The case is then dried and charged by placing on a “spindle,” which is a strong gun-metal base with a nipple fitting into the vent of the rocket and having a tapering spindle which fits tightly in the choke and projects up into the bore of the rocket. The composition is poured in in small quantities measured in a scoop, each scoopful being consolidated by blows with a wooden mallet or a wooden “drift” hollowed to take the spindle. Before the first scoop of composition is introduced, the rocket is “set down,” that is, several blows are given on the drift to consolidate the paper at the choke and give it accurate shape. Next, a scoop of ground dry clay is poured in and charged firm as a protection to the paper of the choke. The charging is then proceeded with as detailed above. Varying drifts are used in order that the hole may approximately correspond with the diameter of the tapering spindle as the composition rises in the case.

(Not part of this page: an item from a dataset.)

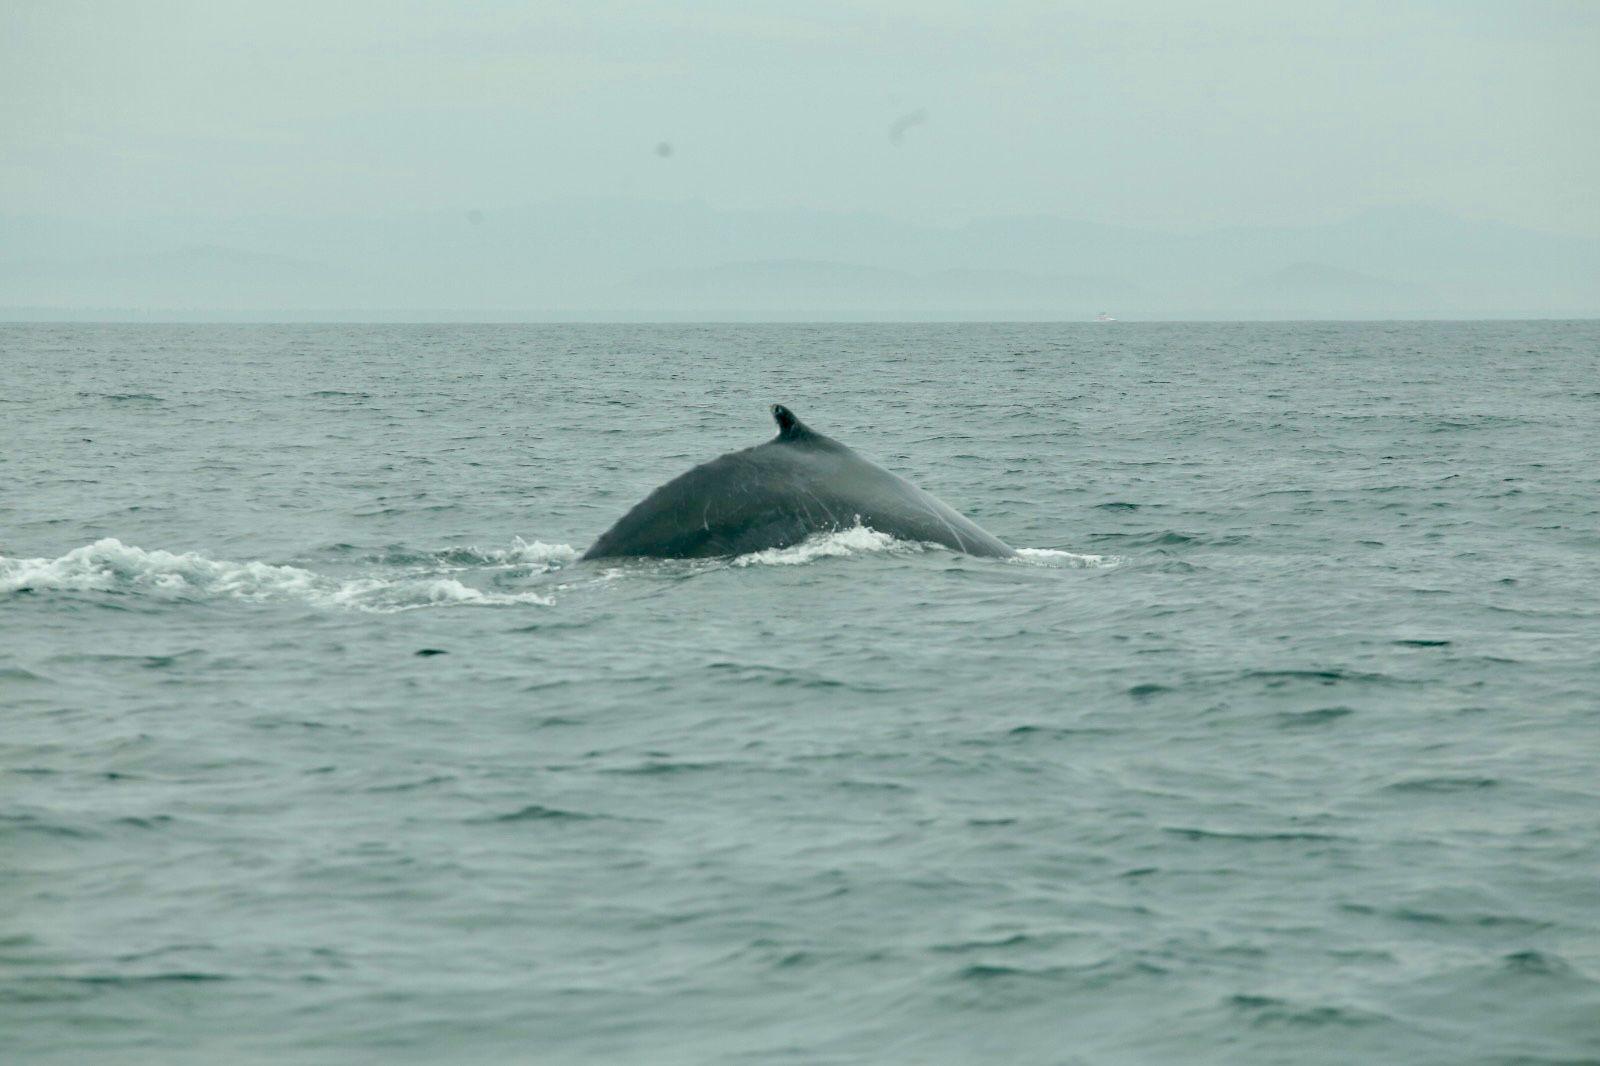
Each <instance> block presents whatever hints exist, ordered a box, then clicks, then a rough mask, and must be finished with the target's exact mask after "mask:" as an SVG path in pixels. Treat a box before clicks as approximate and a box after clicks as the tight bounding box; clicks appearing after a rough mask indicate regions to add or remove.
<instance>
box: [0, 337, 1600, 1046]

A short portion of the case above the spindle is charged solid; this is referred to as the “heading,” and is usually about one and a half times the bore in depth.
Large rockets are charged in a mould which fits tightly round the outside of the case and prevents the case being split under the pressure of the blows whilst being charged.

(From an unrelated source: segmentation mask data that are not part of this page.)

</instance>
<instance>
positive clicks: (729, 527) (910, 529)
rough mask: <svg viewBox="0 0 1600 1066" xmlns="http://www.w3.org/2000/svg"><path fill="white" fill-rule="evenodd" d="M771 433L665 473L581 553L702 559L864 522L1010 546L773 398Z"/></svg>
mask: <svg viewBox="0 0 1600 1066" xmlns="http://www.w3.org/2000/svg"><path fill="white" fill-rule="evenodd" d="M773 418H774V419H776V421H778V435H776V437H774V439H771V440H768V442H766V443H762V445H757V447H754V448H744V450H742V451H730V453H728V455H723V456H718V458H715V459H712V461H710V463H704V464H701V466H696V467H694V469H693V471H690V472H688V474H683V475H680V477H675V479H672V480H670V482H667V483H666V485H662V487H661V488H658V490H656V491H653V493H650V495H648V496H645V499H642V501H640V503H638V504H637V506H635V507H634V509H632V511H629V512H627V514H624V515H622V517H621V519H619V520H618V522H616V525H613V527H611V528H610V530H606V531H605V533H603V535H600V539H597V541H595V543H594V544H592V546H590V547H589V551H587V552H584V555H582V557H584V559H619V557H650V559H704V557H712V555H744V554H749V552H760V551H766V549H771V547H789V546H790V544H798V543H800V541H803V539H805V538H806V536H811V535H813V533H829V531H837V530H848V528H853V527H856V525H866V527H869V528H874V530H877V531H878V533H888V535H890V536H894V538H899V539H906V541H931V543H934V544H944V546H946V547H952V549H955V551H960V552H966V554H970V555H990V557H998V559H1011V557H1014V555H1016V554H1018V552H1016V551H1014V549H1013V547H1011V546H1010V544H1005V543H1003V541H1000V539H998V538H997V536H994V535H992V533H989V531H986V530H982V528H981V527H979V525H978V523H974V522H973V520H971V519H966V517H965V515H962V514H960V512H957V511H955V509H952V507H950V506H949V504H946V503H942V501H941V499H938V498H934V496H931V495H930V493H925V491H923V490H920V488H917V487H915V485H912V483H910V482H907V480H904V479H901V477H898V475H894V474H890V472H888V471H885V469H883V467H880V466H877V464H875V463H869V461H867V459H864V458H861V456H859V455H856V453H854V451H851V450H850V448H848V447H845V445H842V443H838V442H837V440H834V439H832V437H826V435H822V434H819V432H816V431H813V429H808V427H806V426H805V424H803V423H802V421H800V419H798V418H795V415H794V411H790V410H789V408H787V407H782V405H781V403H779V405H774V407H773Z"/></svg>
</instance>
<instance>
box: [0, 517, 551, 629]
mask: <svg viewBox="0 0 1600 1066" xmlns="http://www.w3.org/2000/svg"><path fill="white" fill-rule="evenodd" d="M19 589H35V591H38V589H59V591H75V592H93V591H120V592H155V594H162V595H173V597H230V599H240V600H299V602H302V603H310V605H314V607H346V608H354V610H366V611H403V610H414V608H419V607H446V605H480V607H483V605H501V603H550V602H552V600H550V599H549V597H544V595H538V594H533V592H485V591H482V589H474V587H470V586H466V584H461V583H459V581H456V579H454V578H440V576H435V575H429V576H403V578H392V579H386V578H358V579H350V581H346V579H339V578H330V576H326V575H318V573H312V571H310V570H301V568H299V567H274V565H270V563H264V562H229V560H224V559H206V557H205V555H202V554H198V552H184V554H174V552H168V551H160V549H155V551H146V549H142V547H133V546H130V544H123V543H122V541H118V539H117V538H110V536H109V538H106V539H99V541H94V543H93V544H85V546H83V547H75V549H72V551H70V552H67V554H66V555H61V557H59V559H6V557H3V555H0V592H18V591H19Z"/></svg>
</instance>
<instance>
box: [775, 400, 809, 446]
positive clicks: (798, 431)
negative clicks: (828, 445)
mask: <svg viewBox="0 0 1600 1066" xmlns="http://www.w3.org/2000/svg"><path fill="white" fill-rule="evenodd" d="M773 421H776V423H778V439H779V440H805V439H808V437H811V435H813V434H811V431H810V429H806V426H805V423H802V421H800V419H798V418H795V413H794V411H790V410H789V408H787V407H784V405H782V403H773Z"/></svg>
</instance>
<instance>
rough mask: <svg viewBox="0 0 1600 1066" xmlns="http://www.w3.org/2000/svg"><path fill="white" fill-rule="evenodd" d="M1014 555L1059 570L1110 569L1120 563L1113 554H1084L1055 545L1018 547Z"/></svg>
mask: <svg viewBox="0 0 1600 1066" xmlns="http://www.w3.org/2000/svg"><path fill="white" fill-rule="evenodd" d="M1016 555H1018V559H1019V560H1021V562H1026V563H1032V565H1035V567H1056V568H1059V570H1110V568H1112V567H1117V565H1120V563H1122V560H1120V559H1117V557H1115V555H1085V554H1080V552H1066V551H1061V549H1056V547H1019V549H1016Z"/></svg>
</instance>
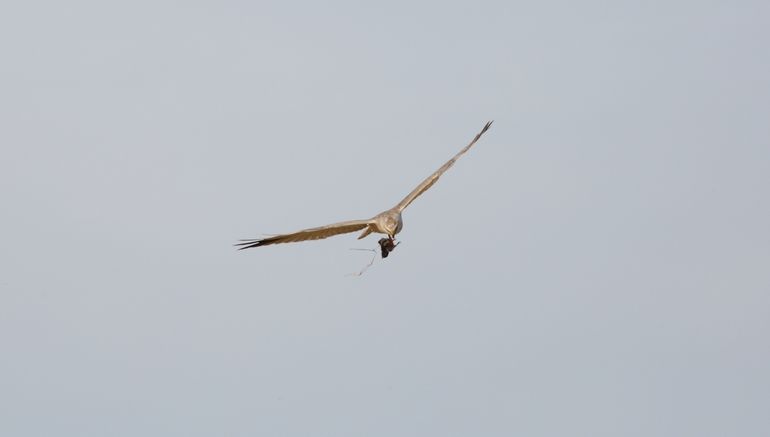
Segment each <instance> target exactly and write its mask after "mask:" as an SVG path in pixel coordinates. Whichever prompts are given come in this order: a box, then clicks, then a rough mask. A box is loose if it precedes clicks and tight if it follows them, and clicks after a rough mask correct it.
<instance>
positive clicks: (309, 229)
mask: <svg viewBox="0 0 770 437" xmlns="http://www.w3.org/2000/svg"><path fill="white" fill-rule="evenodd" d="M491 125H492V122H491V121H490V122H488V123H487V124H486V125H485V126H484V128H483V129H482V130H481V132H479V133H478V134H477V135H476V137H475V138H474V139H473V140H472V141H471V142H470V143H469V144H468V145H467V146H465V147H464V148H463V149H462V150H460V152H458V153H457V154H456V155H455V156H454V157H452V159H450V160H449V161H447V162H446V163H445V164H444V165H442V166H441V167H440V168H439V169H438V170H436V171H435V172H433V174H431V175H430V176H428V177H427V178H426V179H425V180H424V181H422V183H420V185H418V186H417V187H416V188H415V189H414V190H412V192H411V193H409V194H408V195H407V196H406V197H405V198H404V199H403V200H401V202H399V203H398V204H397V205H396V206H394V207H393V208H390V209H388V210H385V211H383V212H381V213H379V214H377V215H375V216H374V217H372V218H370V219H368V220H351V221H346V222H339V223H333V224H331V225H326V226H321V227H317V228H310V229H304V230H301V231H297V232H293V233H290V234H281V235H275V236H272V237H267V238H259V239H251V240H242V241H241V242H240V243H237V244H236V246H239V247H238V248H239V249H248V248H251V247H260V246H266V245H269V244H279V243H292V242H296V241H307V240H319V239H322V238H327V237H331V236H333V235H339V234H347V233H349V232H355V231H360V230H363V232H361V234H360V235H359V236H358V238H359V239H361V238H364V237H366V236H367V235H369V234H371V233H373V232H374V233H378V234H385V235H387V236H388V238H389V239H390V241H391V246H392V247H395V246H394V245H392V241H393V238H394V237H395V235H396V234H398V233H399V232H401V229H402V228H403V226H404V222H403V220H402V219H401V212H402V211H403V210H404V209H405V208H406V207H407V206H409V204H410V203H412V201H414V199H416V198H417V197H418V196H419V195H420V194H422V193H424V192H425V191H427V190H428V188H430V187H431V186H432V185H433V184H435V183H436V181H437V180H438V178H439V177H441V175H442V174H444V172H445V171H447V170H448V169H449V168H450V167H451V166H452V165H454V163H455V161H456V160H457V158H459V157H460V156H461V155H463V154H464V153H465V152H467V151H468V150H469V149H470V148H471V146H473V145H474V144H475V143H476V141H478V139H479V138H481V135H483V134H484V132H486V131H487V129H489V126H491ZM390 250H392V249H390Z"/></svg>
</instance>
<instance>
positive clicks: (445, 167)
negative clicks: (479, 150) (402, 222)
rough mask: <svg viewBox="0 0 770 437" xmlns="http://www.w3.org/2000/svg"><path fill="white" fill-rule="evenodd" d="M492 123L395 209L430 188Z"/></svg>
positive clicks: (427, 177)
mask: <svg viewBox="0 0 770 437" xmlns="http://www.w3.org/2000/svg"><path fill="white" fill-rule="evenodd" d="M491 125H492V122H491V121H490V122H487V124H486V125H484V128H483V129H481V132H479V133H478V134H476V137H475V138H473V140H472V141H471V142H470V143H469V144H468V145H467V146H465V147H464V148H463V149H462V150H460V151H459V152H458V153H457V155H455V156H453V157H452V159H450V160H449V161H447V162H446V164H444V165H442V166H441V168H439V169H438V170H436V171H435V172H434V173H433V174H432V175H430V176H428V177H427V178H426V179H425V180H424V181H422V183H421V184H420V185H418V186H417V188H415V189H414V190H412V192H411V193H409V195H407V196H406V197H404V200H402V201H401V202H399V203H398V205H396V207H395V208H394V209H397V210H398V211H399V212H401V211H403V210H404V208H406V207H407V206H409V204H410V203H412V201H414V199H416V198H417V197H418V196H419V195H420V194H422V193H424V192H426V191H427V190H428V188H430V187H431V186H433V184H435V183H436V181H437V180H438V178H440V177H441V175H442V174H444V172H445V171H447V170H449V167H451V166H453V165H454V163H455V161H457V158H459V157H460V156H462V155H463V154H464V153H465V152H467V151H468V149H470V148H471V146H473V145H474V144H476V141H478V140H479V138H481V136H482V135H483V134H484V132H486V131H487V129H489V126H491Z"/></svg>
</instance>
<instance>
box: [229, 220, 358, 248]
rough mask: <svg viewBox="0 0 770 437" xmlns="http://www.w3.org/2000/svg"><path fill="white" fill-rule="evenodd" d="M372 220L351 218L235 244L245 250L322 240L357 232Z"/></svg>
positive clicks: (239, 247)
mask: <svg viewBox="0 0 770 437" xmlns="http://www.w3.org/2000/svg"><path fill="white" fill-rule="evenodd" d="M370 222H371V220H351V221H347V222H339V223H333V224H331V225H326V226H321V227H318V228H310V229H304V230H301V231H297V232H293V233H291V234H282V235H275V236H272V237H267V238H261V239H252V240H241V242H240V243H236V244H235V246H240V247H238V250H243V249H249V248H251V247H259V246H267V245H268V244H278V243H293V242H295V241H306V240H320V239H322V238H327V237H331V236H333V235H339V234H347V233H348V232H355V231H358V230H361V229H364V228H365V227H367V226H368V225H369V223H370Z"/></svg>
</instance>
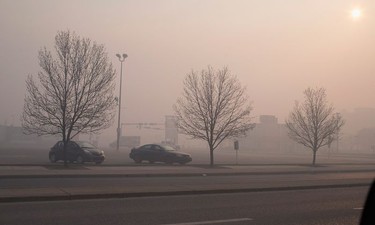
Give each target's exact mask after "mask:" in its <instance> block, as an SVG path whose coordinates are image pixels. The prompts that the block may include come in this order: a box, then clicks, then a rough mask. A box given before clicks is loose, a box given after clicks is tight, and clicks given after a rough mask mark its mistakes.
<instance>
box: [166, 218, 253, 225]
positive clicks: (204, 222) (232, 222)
mask: <svg viewBox="0 0 375 225" xmlns="http://www.w3.org/2000/svg"><path fill="white" fill-rule="evenodd" d="M251 220H253V219H251V218H237V219H229V220H210V221H200V222H191V223H171V224H164V225H202V224H215V223H234V222H242V221H251Z"/></svg>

Rocket Manufacture, from Frézier’s “Feu d’Artifice,” 1747.
In early times these moulds were used for all sizes and were of cast metal, and it is from them that the classification of the sizes is derived. Rockets are designated by the weight of a ball of lead which fits the bore of the corresponding mould. Thus we have rockets varying in size from ½ oz. to 6 lbs. and over, war rockets being made up to 9 and 24 lbs., but their use is now almost extinct.
This classification, although it serves its purpose well enough, is somewhat misleading, as the thickness of the case varies in practice, at any rate under modern conditions. In the seventeenth and eighteenth centuries pyrotechnists seem to have had a standard proportion between the case and bore, i.e., the thickness of the case was one-quarter the internal diameter of the rocket.
In modern commercial practice a rocket—say for example of 1 lb.—is a rocket rolled on a former whose diameter is that of the bore of a 1 lb. rocket of standard thickness, but whose outside diameter is governed by the strength of the paper employed in the case.
Several writers on pyrotechny, one Frézier writing in 1747 in particular, have endeavoured to supersede this classification of rockets by replacing it with a series of internal diameter measurements, so far without success. It is hard to supersede the traditions of centuries on a plea of mere rationalism.
Rocket compositions, although containing the same ingredients, namely, saltpetre, sulphur, and charcoal, have them in differing proportions. Broadly speaking, the larger the rocket the greater the proportion of charcoal and sulphur, the variations in proportion being considerable, from the half-ounce rocket mixing of 13 saltpetre, 2 sulphur, and 5 charcoal to the 9 lb. and 24 lb. war rocket, with 13 saltpetre, 3 sulphur, and 4 charcoal approximately, and even higher proportions of the second and third ingredients for special purposes. A larger proportion of charcoal gives a larger tail—a desirable feature in display and signal rockets. Some compositions have a proportion of mealed gunpowder to produce fiercer burning.